The management of iron overload in β-TM has changed since the implementation in clinical practice of T2∗ CMR, which allows detection of baseline myocardial iron overload and monitoring of response during chelation therapy [62]. T2∗ is a magnetic relaxation property of any tissue and is inversely related to intracellular iron stores. Thus, T2∗ CMR gradient-echo sequences (Figure 3) and relaxation time are strongly related with the amount of myocardial iron overload with 20 ms considered as a cut-off of normality [63]. T2∗ CMR has showed a significant prognostic role in β-TM patients. In a prospective analysis of 652 β-TM patients, 98% of patients who developed HF had a T2∗ <10 ms and 83% of patients with T2∗< 20 ms developed cardiac arrhythmias [7]. The pattern and distribution of cardiac iron seems to be related with risk of HF development, since a homogeneous iron overload in all 16 cardiac segments is a predictive factor of HF [20]. However, strong evidence suggests that myocardial iron overload is less correlated with the development of arrhythmias than to heart failure [7, 64]. Furthermore, in the widespread CMR era, arrhythmias are mostly of supraventricular in origin, and left atrial dilatation, rather than myocardial iron overload, has emerged as an independent prognosticator of arrhythmias development [20].
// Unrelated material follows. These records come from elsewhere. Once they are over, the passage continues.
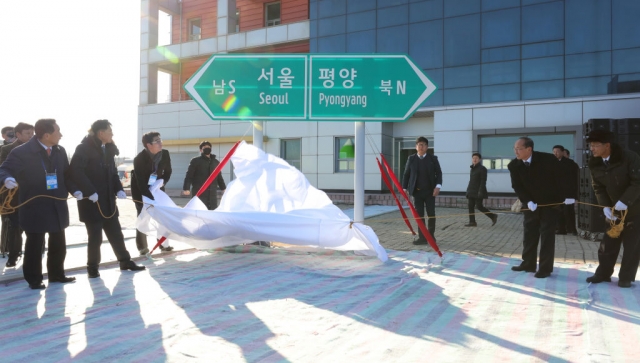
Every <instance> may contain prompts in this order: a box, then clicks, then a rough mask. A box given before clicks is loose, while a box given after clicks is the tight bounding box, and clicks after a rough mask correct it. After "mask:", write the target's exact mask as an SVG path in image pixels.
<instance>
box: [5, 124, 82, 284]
mask: <svg viewBox="0 0 640 363" xmlns="http://www.w3.org/2000/svg"><path fill="white" fill-rule="evenodd" d="M35 134H36V137H33V138H31V140H29V141H28V142H26V143H25V144H24V145H22V146H20V147H18V148H15V149H14V150H13V151H12V152H11V153H10V154H9V156H8V157H7V160H5V162H4V163H3V164H2V166H0V183H4V185H5V187H7V189H13V188H17V187H19V189H18V194H19V198H18V202H20V203H22V202H24V201H26V200H27V199H30V198H32V197H35V196H39V195H46V196H51V197H54V198H56V199H52V198H42V197H41V198H35V199H33V200H31V201H30V202H29V203H27V204H25V205H24V206H22V207H20V209H18V217H19V220H20V227H22V229H23V230H24V231H25V233H26V234H27V242H26V244H25V251H24V265H23V272H24V279H25V280H27V282H28V283H29V287H30V288H32V289H44V288H45V285H44V284H43V283H42V279H43V276H42V257H41V256H42V255H41V254H42V248H43V245H44V236H45V234H46V233H48V234H49V250H48V253H47V270H48V272H49V282H62V283H65V282H72V281H75V280H76V279H75V277H66V276H65V273H64V259H65V256H66V254H67V246H66V239H65V234H64V230H65V228H67V227H68V226H69V208H68V207H67V198H68V196H69V191H70V190H75V191H76V193H74V194H76V197H77V195H79V194H78V193H80V192H79V191H78V189H77V188H76V187H75V184H74V183H73V181H72V180H71V179H70V178H69V160H68V159H67V152H66V151H65V149H64V148H63V147H61V146H59V145H58V142H59V141H60V138H62V134H61V133H60V127H59V126H58V125H57V124H56V120H54V119H41V120H38V122H36V125H35Z"/></svg>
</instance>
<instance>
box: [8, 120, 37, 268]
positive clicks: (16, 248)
mask: <svg viewBox="0 0 640 363" xmlns="http://www.w3.org/2000/svg"><path fill="white" fill-rule="evenodd" d="M14 132H15V135H16V141H14V142H13V143H11V144H9V145H5V146H3V147H2V149H0V164H2V163H4V161H5V160H7V157H8V156H9V153H10V152H11V150H13V149H15V148H17V147H18V146H20V145H22V144H24V143H25V142H27V141H29V140H31V138H32V137H33V133H34V129H33V125H29V124H27V123H24V122H20V123H18V124H17V125H16V127H15V128H14ZM11 206H12V207H14V208H15V207H17V206H18V200H17V198H14V199H12V200H11ZM3 217H5V218H6V221H5V223H6V224H7V250H8V251H9V259H8V260H7V265H6V266H7V267H15V266H16V263H17V261H18V257H19V256H20V252H21V251H22V228H20V225H19V221H18V212H17V211H16V212H13V213H10V214H6V215H4V216H3Z"/></svg>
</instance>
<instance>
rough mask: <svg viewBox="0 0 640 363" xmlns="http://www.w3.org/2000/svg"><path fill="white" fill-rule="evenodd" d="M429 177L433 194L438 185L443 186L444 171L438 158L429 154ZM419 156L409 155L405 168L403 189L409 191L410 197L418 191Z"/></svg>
mask: <svg viewBox="0 0 640 363" xmlns="http://www.w3.org/2000/svg"><path fill="white" fill-rule="evenodd" d="M425 157H426V158H427V175H428V178H429V185H430V186H431V192H433V189H435V188H436V185H438V184H442V169H440V163H439V162H438V157H437V156H435V155H430V154H427V155H426V156H425ZM418 160H420V158H419V157H418V154H412V155H409V158H407V165H405V167H404V174H403V176H402V189H406V190H408V191H409V195H411V194H413V192H414V191H415V189H416V183H417V180H418Z"/></svg>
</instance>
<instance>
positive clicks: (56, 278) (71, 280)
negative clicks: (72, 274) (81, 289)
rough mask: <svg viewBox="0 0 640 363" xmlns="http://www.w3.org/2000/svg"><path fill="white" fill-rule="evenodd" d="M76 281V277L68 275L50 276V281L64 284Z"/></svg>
mask: <svg viewBox="0 0 640 363" xmlns="http://www.w3.org/2000/svg"><path fill="white" fill-rule="evenodd" d="M74 281H76V278H75V277H67V276H63V277H54V278H49V282H60V283H63V284H65V283H67V282H74Z"/></svg>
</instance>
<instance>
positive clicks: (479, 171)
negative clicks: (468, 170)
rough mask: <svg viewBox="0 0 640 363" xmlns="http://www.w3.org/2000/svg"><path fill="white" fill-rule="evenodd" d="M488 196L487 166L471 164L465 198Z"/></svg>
mask: <svg viewBox="0 0 640 363" xmlns="http://www.w3.org/2000/svg"><path fill="white" fill-rule="evenodd" d="M488 196H489V194H488V193H487V168H485V167H484V165H482V164H480V163H478V164H477V165H471V171H470V172H469V185H468V186H467V199H486V198H487V197H488Z"/></svg>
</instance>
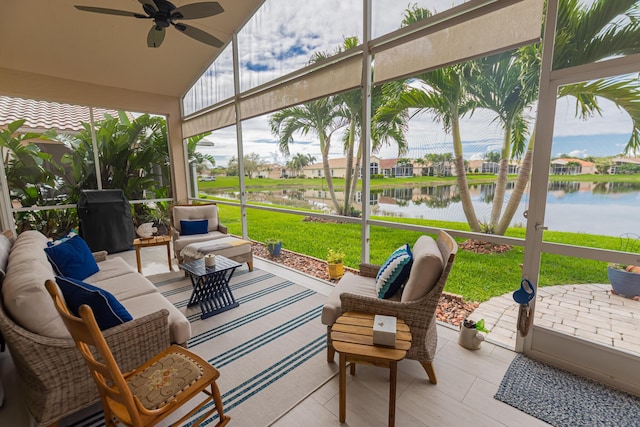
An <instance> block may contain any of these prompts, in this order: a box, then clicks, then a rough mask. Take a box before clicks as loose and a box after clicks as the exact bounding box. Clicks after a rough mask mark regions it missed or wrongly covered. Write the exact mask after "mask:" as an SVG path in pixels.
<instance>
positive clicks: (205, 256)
mask: <svg viewBox="0 0 640 427" xmlns="http://www.w3.org/2000/svg"><path fill="white" fill-rule="evenodd" d="M204 265H205V266H206V267H213V266H214V265H216V256H215V255H213V254H207V255H205V256H204Z"/></svg>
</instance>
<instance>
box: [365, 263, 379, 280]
mask: <svg viewBox="0 0 640 427" xmlns="http://www.w3.org/2000/svg"><path fill="white" fill-rule="evenodd" d="M379 270H380V266H379V265H375V264H367V263H364V262H363V263H361V264H360V275H361V276H364V277H376V276H377V275H378V271H379Z"/></svg>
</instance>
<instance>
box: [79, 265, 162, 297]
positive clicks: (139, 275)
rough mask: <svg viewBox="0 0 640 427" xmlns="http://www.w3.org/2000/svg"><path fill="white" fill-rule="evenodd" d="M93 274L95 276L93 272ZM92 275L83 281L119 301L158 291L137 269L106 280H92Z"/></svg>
mask: <svg viewBox="0 0 640 427" xmlns="http://www.w3.org/2000/svg"><path fill="white" fill-rule="evenodd" d="M100 264H102V263H100ZM100 264H98V265H100ZM125 271H126V270H125ZM93 276H95V274H94V275H93ZM93 276H89V277H87V278H86V279H85V280H84V281H85V282H87V283H90V284H92V285H95V286H96V287H98V288H100V289H104V290H105V291H107V292H109V293H111V294H113V296H114V297H116V299H117V300H118V301H120V302H122V301H124V300H126V299H129V298H135V297H137V296H140V295H146V294H150V293H153V292H158V290H157V289H156V287H155V286H154V285H153V283H151V282H150V281H149V280H147V279H146V278H145V277H144V276H143V275H142V274H140V273H138V272H137V271H131V272H129V273H126V274H123V275H120V276H116V277H112V278H110V279H106V280H100V281H98V282H94V281H92V278H93Z"/></svg>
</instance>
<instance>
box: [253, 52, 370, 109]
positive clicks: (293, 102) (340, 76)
mask: <svg viewBox="0 0 640 427" xmlns="http://www.w3.org/2000/svg"><path fill="white" fill-rule="evenodd" d="M361 70H362V59H361V57H360V56H359V55H358V56H356V57H353V58H350V59H347V60H345V61H342V62H340V63H338V64H333V65H330V66H328V67H325V68H322V69H319V70H316V71H314V72H312V73H309V74H307V75H305V76H302V77H299V78H297V79H295V80H292V81H290V82H287V83H283V84H281V85H279V86H278V87H276V88H274V89H272V90H270V91H268V92H264V93H260V94H258V95H255V96H253V97H250V98H247V99H243V100H242V101H241V104H240V105H241V109H240V111H241V114H242V119H246V118H250V117H255V116H259V115H262V114H265V113H269V112H272V111H276V110H278V109H281V108H286V107H290V106H292V105H296V104H300V103H302V102H306V101H309V100H312V99H316V98H318V97H321V96H324V95H328V94H331V93H336V92H340V91H344V90H348V89H353V88H355V87H358V86H360V81H361V76H362V71H361Z"/></svg>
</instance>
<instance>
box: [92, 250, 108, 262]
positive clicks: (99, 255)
mask: <svg viewBox="0 0 640 427" xmlns="http://www.w3.org/2000/svg"><path fill="white" fill-rule="evenodd" d="M93 258H94V259H95V260H96V262H100V261H106V260H107V251H98V252H93Z"/></svg>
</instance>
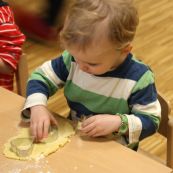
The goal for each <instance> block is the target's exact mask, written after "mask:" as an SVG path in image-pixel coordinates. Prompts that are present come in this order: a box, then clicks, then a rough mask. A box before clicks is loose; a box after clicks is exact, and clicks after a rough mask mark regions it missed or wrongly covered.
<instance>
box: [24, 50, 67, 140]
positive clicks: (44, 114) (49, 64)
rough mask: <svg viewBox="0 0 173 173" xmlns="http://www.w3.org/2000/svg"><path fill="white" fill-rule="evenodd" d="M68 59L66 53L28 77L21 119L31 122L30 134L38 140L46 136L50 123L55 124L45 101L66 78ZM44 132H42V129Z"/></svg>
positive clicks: (51, 95) (55, 90) (65, 79)
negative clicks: (44, 127) (54, 123)
mask: <svg viewBox="0 0 173 173" xmlns="http://www.w3.org/2000/svg"><path fill="white" fill-rule="evenodd" d="M68 58H70V57H66V53H65V54H64V53H63V54H62V56H60V57H58V58H56V59H54V60H51V61H47V62H45V63H44V64H43V65H42V66H40V67H39V68H37V69H36V70H35V71H34V72H33V73H32V75H31V76H30V78H29V80H28V84H27V99H26V103H25V107H24V110H23V112H22V119H23V120H24V121H28V120H29V121H31V130H32V134H33V135H34V136H36V137H37V138H38V139H40V138H42V137H44V136H46V135H47V129H48V127H49V125H50V123H51V122H53V123H55V121H54V120H53V118H52V115H51V114H50V112H49V111H48V110H47V109H46V106H47V100H48V98H49V97H50V96H52V95H53V94H55V93H56V92H57V91H58V89H59V88H61V87H62V86H63V85H64V83H65V82H66V79H67V77H68V69H67V68H66V67H67V66H68V67H70V60H68ZM68 62H69V64H67V63H68ZM43 127H45V129H46V130H44V128H43Z"/></svg>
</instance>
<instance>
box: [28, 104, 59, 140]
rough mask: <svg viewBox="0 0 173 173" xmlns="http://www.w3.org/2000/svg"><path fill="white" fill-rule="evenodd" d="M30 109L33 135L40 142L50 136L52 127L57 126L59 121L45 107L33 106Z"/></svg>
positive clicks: (40, 105)
mask: <svg viewBox="0 0 173 173" xmlns="http://www.w3.org/2000/svg"><path fill="white" fill-rule="evenodd" d="M30 109H31V116H30V129H31V134H32V136H34V138H35V140H36V141H40V140H41V139H43V138H46V137H47V136H48V133H49V127H50V125H51V124H54V125H57V121H56V119H55V118H54V116H53V115H52V114H51V113H50V112H49V111H48V110H47V108H46V107H45V106H43V105H37V106H33V107H31V108H30Z"/></svg>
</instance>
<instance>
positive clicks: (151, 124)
mask: <svg viewBox="0 0 173 173" xmlns="http://www.w3.org/2000/svg"><path fill="white" fill-rule="evenodd" d="M128 103H129V106H130V107H131V112H130V115H126V117H127V119H128V126H129V143H135V142H138V140H142V139H143V138H145V137H147V136H150V135H152V134H154V133H155V132H156V131H157V129H158V127H159V123H160V118H161V117H160V116H161V109H160V104H159V101H158V99H157V91H156V88H155V84H154V76H153V73H152V72H151V71H150V70H148V71H146V72H145V73H144V74H143V76H142V77H141V78H140V79H139V80H138V82H137V83H136V85H135V86H134V88H133V90H132V93H131V95H130V97H129V100H128Z"/></svg>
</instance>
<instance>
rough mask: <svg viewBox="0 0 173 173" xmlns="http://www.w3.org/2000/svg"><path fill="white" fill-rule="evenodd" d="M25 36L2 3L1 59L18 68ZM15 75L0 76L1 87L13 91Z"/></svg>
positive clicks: (0, 57)
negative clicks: (13, 79) (3, 87)
mask: <svg viewBox="0 0 173 173" xmlns="http://www.w3.org/2000/svg"><path fill="white" fill-rule="evenodd" d="M24 41H25V36H24V35H23V34H22V33H21V32H20V30H19V28H18V26H17V25H16V24H15V21H14V16H13V12H12V10H11V9H10V7H9V6H8V4H7V3H6V2H3V1H0V59H1V60H2V61H4V62H5V63H6V64H8V65H9V66H10V67H12V68H13V69H14V71H15V70H16V68H17V64H18V62H19V58H20V56H21V54H22V48H21V46H22V45H23V43H24ZM13 78H14V74H11V75H10V74H9V75H8V74H0V86H2V87H4V88H6V89H9V90H13Z"/></svg>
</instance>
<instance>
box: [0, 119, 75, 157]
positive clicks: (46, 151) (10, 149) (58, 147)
mask: <svg viewBox="0 0 173 173" xmlns="http://www.w3.org/2000/svg"><path fill="white" fill-rule="evenodd" d="M74 134H75V131H74V129H73V127H72V125H71V124H70V123H69V122H68V121H67V120H66V119H64V118H58V133H56V134H55V135H58V137H56V136H55V135H53V136H52V137H53V139H49V140H45V141H44V142H42V143H34V144H33V150H32V153H31V154H30V155H29V156H27V157H19V156H18V155H17V154H16V153H15V152H13V151H12V150H11V141H12V140H14V139H16V138H29V137H30V135H29V128H20V130H19V133H18V135H17V136H15V137H12V138H10V139H9V140H8V142H7V143H6V144H4V151H3V153H4V155H5V156H6V157H8V158H11V159H18V160H33V159H37V158H38V157H40V156H41V155H44V156H47V155H49V154H51V153H53V152H55V151H56V150H57V149H59V148H60V147H63V146H64V145H65V144H66V143H67V142H69V141H70V137H71V136H72V135H74ZM50 137H51V136H50Z"/></svg>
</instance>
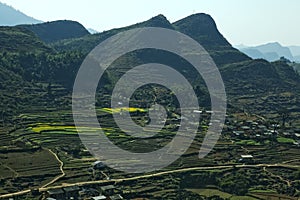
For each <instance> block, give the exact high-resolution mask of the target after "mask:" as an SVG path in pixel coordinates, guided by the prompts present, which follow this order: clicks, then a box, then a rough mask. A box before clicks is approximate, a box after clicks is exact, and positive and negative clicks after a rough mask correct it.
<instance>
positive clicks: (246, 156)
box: [241, 155, 253, 159]
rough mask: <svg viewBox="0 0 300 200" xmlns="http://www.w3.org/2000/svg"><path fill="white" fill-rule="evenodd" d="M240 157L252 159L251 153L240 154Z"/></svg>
mask: <svg viewBox="0 0 300 200" xmlns="http://www.w3.org/2000/svg"><path fill="white" fill-rule="evenodd" d="M241 158H242V159H253V156H252V155H241Z"/></svg>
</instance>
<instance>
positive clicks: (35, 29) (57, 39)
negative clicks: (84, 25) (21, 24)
mask: <svg viewBox="0 0 300 200" xmlns="http://www.w3.org/2000/svg"><path fill="white" fill-rule="evenodd" d="M20 27H22V28H26V29H28V30H30V31H32V32H34V33H35V34H36V35H37V36H38V37H39V38H40V39H41V40H42V41H44V42H45V43H52V42H57V41H59V40H64V39H72V38H79V37H83V36H86V35H89V34H90V33H89V31H88V30H86V29H85V28H84V26H83V25H81V24H80V23H78V22H75V21H68V20H59V21H53V22H46V23H41V24H33V25H20Z"/></svg>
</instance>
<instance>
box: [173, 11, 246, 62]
mask: <svg viewBox="0 0 300 200" xmlns="http://www.w3.org/2000/svg"><path fill="white" fill-rule="evenodd" d="M173 27H174V28H175V29H176V30H178V31H180V32H182V33H184V34H186V35H188V36H190V37H191V38H193V39H194V40H196V41H197V42H199V43H200V44H201V45H202V46H203V47H204V48H205V49H206V50H207V51H208V52H209V53H210V55H211V56H212V57H213V59H214V61H215V62H216V63H217V64H219V65H224V64H228V63H234V62H241V61H245V60H249V59H250V58H249V57H248V56H246V55H245V54H243V53H241V52H239V51H238V50H236V49H234V48H233V47H232V46H231V44H230V43H229V42H228V41H227V40H226V39H225V38H224V37H223V35H222V34H221V33H220V32H219V30H218V28H217V25H216V23H215V21H214V20H213V18H212V17H211V16H210V15H208V14H205V13H198V14H193V15H190V16H188V17H186V18H183V19H181V20H179V21H177V22H174V23H173Z"/></svg>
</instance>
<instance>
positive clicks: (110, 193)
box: [100, 185, 115, 196]
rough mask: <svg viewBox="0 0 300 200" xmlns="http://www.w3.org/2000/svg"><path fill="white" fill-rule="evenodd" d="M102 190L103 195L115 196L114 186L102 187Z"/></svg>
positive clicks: (102, 194)
mask: <svg viewBox="0 0 300 200" xmlns="http://www.w3.org/2000/svg"><path fill="white" fill-rule="evenodd" d="M100 190H101V194H102V195H106V196H110V195H113V194H114V190H115V186H113V185H106V186H102V187H100Z"/></svg>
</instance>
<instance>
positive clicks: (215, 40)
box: [173, 13, 231, 47]
mask: <svg viewBox="0 0 300 200" xmlns="http://www.w3.org/2000/svg"><path fill="white" fill-rule="evenodd" d="M173 25H174V26H175V28H177V29H178V30H180V31H181V32H183V33H186V34H188V35H190V36H191V37H192V38H194V39H196V40H197V41H198V42H200V43H201V44H202V45H204V46H210V47H212V46H216V47H220V46H231V45H230V44H229V42H228V41H227V40H226V39H225V38H224V37H223V36H222V35H221V33H220V32H219V31H218V29H217V25H216V23H215V21H214V20H213V18H212V17H211V16H210V15H208V14H205V13H198V14H193V15H190V16H188V17H186V18H183V19H181V20H179V21H177V22H175V23H173Z"/></svg>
Figure 3: Cardiac T2∗ (T2 star) magnetic resonance showing severe myocardial iron overload.

5. Conclusion

Despite the advances in the management of β-TM, heart disease remains the leading cause of mortality in these patients. Cardiac arrhythmias are frequent in β-TM patients, particularly in the advanced stage of the disease, when a significant cardiac iron loading is present. The cardiovascular evaluation of β-TM patients should be performed by cardiologists, with experience in clinical arrhythmology and echocardiography, who have knowledge of thalassemia and iron-related cardiotoxicity. The ECG analysis should include the measuremtent of P wave and QT interval dispersion; the echocardiogram should include the evaluation of the atrial electromechanical delay or left atrial function analysis. Moreover T2∗ CMR plays a key role in the management β-TM patients, assessing basal myocardial iron overload and monitoring response to chelation therapy. These noninvasive tools may help to identify β-TM patients at high risk of atrial fibrillation onset or sudden cardiac death, even when cardiac function is conserved. For the subgroups of β-TM patients at high risk of developing cardiac arrhytmias, we suggest seriate 24-hours ECG Holter monitoring or cardiac loop recordings to early detect atrial fibrillation or malignant arrhythmias and to evaluate the opportunity of prophylactic treatment.

Conflicts of Interest

The authors declare no conflicts of interest.